Let \(\mathbf{Y}_i\) be the response vector of \(i\)-th individual.

Expected response vector: \(\mathbb{E} [\mathbf{Y}_i|b_i] = \boldsymbol{\mu}_i\)

Therefore, the linear predictor for the GLMM is: \(\eta_i = \beta_0 + \beta_1 \times \text{Year}_i + b_{i}\)

And the link function is: \(g(\boldsymbol{\mu}_i) = \beta_0 + \beta_1 \times \text{Year}_i + b_{i}\), where \(b_{i}\) is the random effect which are assumed to be normally distributed with mean 0 and variance \(\sigma^2\).

So, the full model of the GLMM is: \(g(\boldsymbol{\mu}_i) = g(\mathbb{E}[\mathbf{Y}_i|b_i]) = log(\mathbb{E}[\mathbf{Y}_i|b_i]) = \beta_0 + \beta_1 \times \text{Year}_i + b_{i}\), where \(\mathbf{Y}_{ij}\) is the response of the \(j\)-th observation in the \(i\)-th individual, and \(b_{i}\sim N(0, \sigma_0^2)\).

Assumption about the distribution of risk among subjects with time:

  • At the initial time point (Year = 0), the log-risk (or log-expected count) of new skin cancers for the \(i\)-th individual is \(\beta_0 + b_{i}\). This means each individual has a unique baseline risk that deviates from the population average by \(b_{i}\).

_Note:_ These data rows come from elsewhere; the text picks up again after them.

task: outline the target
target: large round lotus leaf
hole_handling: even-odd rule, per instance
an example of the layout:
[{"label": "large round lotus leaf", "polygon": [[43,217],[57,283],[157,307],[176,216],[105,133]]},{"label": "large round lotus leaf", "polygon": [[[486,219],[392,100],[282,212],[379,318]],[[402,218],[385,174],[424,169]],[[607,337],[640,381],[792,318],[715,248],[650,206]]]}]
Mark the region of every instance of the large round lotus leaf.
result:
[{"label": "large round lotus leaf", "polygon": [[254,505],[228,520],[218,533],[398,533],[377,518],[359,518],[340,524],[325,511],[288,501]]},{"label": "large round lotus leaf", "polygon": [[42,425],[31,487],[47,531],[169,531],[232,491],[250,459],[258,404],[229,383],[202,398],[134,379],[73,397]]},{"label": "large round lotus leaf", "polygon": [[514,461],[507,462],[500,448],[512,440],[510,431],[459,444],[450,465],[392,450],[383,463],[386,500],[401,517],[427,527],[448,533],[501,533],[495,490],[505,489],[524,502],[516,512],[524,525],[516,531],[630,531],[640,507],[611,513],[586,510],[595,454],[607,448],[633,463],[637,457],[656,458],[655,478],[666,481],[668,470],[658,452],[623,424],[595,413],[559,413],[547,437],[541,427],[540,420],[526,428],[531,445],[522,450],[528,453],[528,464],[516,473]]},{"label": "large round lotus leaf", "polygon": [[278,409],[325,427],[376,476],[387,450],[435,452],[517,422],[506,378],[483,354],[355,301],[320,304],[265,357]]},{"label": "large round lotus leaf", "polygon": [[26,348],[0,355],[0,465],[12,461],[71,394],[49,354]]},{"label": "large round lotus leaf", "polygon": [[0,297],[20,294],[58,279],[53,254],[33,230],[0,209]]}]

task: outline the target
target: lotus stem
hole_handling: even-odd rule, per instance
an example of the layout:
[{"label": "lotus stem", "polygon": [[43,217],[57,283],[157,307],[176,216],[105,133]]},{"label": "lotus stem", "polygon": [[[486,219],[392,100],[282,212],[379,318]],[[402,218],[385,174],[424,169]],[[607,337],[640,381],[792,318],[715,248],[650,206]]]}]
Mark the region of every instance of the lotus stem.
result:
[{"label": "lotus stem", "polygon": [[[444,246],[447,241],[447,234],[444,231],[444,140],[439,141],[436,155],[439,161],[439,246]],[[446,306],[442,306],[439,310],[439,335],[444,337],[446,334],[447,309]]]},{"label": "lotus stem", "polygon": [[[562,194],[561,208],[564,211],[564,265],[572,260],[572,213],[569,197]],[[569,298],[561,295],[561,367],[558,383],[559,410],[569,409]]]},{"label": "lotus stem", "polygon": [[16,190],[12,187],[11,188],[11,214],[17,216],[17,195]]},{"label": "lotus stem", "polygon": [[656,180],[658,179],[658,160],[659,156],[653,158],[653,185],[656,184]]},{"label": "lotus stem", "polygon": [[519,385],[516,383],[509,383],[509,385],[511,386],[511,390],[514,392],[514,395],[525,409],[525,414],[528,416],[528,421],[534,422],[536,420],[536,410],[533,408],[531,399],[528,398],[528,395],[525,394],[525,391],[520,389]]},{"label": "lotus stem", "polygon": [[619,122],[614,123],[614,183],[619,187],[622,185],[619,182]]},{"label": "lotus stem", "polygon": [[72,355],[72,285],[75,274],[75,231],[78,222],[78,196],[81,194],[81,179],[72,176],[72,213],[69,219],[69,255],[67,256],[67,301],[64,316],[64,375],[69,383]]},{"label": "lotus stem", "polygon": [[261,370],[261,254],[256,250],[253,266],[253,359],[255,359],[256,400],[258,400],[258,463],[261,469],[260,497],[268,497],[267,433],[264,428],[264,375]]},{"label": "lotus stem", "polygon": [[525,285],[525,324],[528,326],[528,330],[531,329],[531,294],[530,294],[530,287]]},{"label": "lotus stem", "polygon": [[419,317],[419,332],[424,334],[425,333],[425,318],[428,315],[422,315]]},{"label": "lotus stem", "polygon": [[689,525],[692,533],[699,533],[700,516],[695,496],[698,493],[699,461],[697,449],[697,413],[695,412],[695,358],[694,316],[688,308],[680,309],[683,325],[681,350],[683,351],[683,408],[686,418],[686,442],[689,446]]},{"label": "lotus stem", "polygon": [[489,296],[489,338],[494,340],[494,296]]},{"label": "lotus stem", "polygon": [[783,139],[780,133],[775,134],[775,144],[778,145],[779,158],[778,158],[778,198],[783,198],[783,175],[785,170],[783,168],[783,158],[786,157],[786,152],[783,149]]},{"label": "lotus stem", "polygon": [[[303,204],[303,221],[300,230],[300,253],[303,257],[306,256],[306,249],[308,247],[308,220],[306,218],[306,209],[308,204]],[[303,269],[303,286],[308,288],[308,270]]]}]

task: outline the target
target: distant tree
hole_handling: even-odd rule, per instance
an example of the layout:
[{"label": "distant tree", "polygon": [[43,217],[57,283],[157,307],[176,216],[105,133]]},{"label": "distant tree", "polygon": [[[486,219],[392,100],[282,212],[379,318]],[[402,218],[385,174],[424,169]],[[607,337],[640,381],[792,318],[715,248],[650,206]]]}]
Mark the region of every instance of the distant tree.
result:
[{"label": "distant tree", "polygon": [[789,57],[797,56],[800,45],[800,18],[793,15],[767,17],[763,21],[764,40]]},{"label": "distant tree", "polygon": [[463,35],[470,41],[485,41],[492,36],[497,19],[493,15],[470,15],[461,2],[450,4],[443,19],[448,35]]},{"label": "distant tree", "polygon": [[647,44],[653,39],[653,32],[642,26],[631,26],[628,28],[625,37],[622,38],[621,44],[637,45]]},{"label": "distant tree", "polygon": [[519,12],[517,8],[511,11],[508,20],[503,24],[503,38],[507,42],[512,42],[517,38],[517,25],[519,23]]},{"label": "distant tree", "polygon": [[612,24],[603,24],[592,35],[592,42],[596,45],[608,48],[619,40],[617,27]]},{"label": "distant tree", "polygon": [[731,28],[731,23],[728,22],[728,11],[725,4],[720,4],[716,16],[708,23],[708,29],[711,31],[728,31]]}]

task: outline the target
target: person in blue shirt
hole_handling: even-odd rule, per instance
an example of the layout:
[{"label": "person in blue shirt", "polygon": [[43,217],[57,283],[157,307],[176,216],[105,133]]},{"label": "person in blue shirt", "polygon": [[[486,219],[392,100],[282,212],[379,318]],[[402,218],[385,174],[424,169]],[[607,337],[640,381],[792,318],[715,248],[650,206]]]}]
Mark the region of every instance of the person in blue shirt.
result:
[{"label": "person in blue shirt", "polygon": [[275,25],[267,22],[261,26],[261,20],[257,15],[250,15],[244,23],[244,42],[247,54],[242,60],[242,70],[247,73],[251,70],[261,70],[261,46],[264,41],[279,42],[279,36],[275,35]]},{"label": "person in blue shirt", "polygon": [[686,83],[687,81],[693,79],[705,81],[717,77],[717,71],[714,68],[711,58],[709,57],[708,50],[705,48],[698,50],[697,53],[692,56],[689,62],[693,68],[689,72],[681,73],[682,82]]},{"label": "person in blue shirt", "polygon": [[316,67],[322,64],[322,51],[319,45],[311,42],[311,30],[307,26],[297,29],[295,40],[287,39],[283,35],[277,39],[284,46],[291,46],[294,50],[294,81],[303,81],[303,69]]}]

  • The random intercepts \(b_{i}\) are assumed to be normally distributed with mean 0 and variance \(\sigma_0^2\). This implies that the individual-specific baseline risks are symmetrically distributed around the population average \(\beta_0\).

  • The fixed effect for the Year variable \(\beta_1\) captures the linear change in risk over time. The assumption is that the risk changes at a constant rate over time for all individuals.